Dos opciones pasaron por mi mente en décimas de segundo: una, gritarle lo más alto que pudiera que era un malnacido y desaparecer de allí como alma que llevara el diablo... o, dos, aclararle que eso no era excusa para comportarse de esa manera y menos con la persona que quieres. Pero ninguna de las dos respuestas fue la que él escuchó, principalmente porque me sentí tan culpable de su reacción que creí razonable que se hubiera enfadado. Tal vez había exagerado, sí, pero era porque me necesitaba y, pensar que acudió a mí ante un problema, me gustó. Me hizo sentir importante. Y por ello, con mucha paciencia, le contesté.

—Yo también siento no haberte avisado, pero, aun así, no debías preocuparte. Si no te cogí el teléfono fue porque no lo oí. ¿No confías en mí? —le pregunté mirando a la nada, de espaldas a él.

—Claro que confío en ti, cariño. De quien no me fio es de los que te rodean, de cómo te miran y de lo que buscan cuando se te acercan. Quieren lo que es mío y eso me mata —me susurró al oído sin soltarme.

—Soy toda tuya, Mario, soy tuya y de nadie más —afirmé girándome para mirarlo a los ojos.

—Me hace tan feliz oír esas palabras. Pero la próxima vez avísame de que tienes intención de salir —me pidió acercando sus labios a los míos, mientras deslizaba sus manos hacia mi trasero por mi ropa completamente pegada a mi cuerpo—. Estás preciosa —añadió al ver cómo se transparentaba mi sujetador a través de la fina tela—. Y me parece algo increíble que una mujer tan hermosa como tú quiera estar con alguien tan loco como yo —agregó, para luego besarme de nuevo, mezclando su sabor con el mío y logrando con sus palabras que, poco a poco, me olvidara de lo que había sucedido apenas unos instantes antes.
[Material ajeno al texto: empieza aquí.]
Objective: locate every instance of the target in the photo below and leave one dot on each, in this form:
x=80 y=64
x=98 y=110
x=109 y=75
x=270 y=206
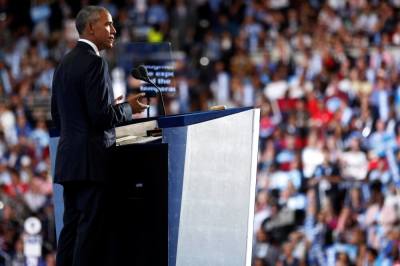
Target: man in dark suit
x=84 y=110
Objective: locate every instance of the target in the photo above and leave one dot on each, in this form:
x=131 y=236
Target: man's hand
x=137 y=107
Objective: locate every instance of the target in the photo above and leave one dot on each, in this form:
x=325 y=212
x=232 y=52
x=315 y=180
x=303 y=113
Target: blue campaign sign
x=155 y=57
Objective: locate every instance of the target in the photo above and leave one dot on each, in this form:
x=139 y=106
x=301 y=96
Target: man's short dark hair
x=86 y=15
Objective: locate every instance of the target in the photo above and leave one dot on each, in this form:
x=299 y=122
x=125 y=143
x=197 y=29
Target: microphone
x=141 y=73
Mario se arrodilló, introdujo los dedos por la cinturilla de mi falda y tiró de ella, pero ésta se negaba a bajar, y a cada centímetro que avanzaba sobre mi piel húmeda, se enrollaba más sobre sí misma. Me hizo gracia verlo tan concentrado luchando contra un trozo de tela y una risita tonta surgió de mi garganta.
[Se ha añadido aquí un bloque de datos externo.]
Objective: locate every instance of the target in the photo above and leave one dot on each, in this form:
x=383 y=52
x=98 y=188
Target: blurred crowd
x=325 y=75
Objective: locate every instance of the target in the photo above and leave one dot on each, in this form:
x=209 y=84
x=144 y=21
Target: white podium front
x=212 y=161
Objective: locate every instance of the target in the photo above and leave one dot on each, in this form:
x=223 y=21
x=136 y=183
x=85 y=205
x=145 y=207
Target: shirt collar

—No te rías. Estoy a punto de ir en busca de unas tijeras y deshacerme de ella por completo. Tiene parte de culpa de nuestra discusión y merece que la aniquile —soltó con semblante serio, pero sin rastro de oscuridad en su mirada.

—No seas así, la falda no tiene la culpa de que tú seas un gruñón —contesté sentándome sobre sus piernas y abrazándolo, echando el peso de mi cuerpo sobre el suyo, hasta que conseguí tumbarlo por completo en el suelo del baño.

 

* * *

 

Aquella noche, como muchas otras, me hizo sentir la mujer más desgraciada del mundo para después provocar que me sintiera la más afortunada por tenerlo a mi lado. Enturbiaba mi mente y sabía cómo quitarle importancia a lo que había sucedido, incluso lograba hacerme sentir responsable de su enfado, llegando a pensar que me había ganado a pulso su cabreo por haberlo desobedecido. Todavía no me explico cómo lo conseguía, no alcanzo a entender cómo ejercía tal poder sobre mí. No sé si era la forma en que me tocaba o el hecho de sentirme rescatada desde el más profundo de los infiernos al que él mismo me había arrojado segundos antes, pienso desde mi cama, sin hallar respuesta, mientras el peso de mis párpados me obliga a cerrar los ojos.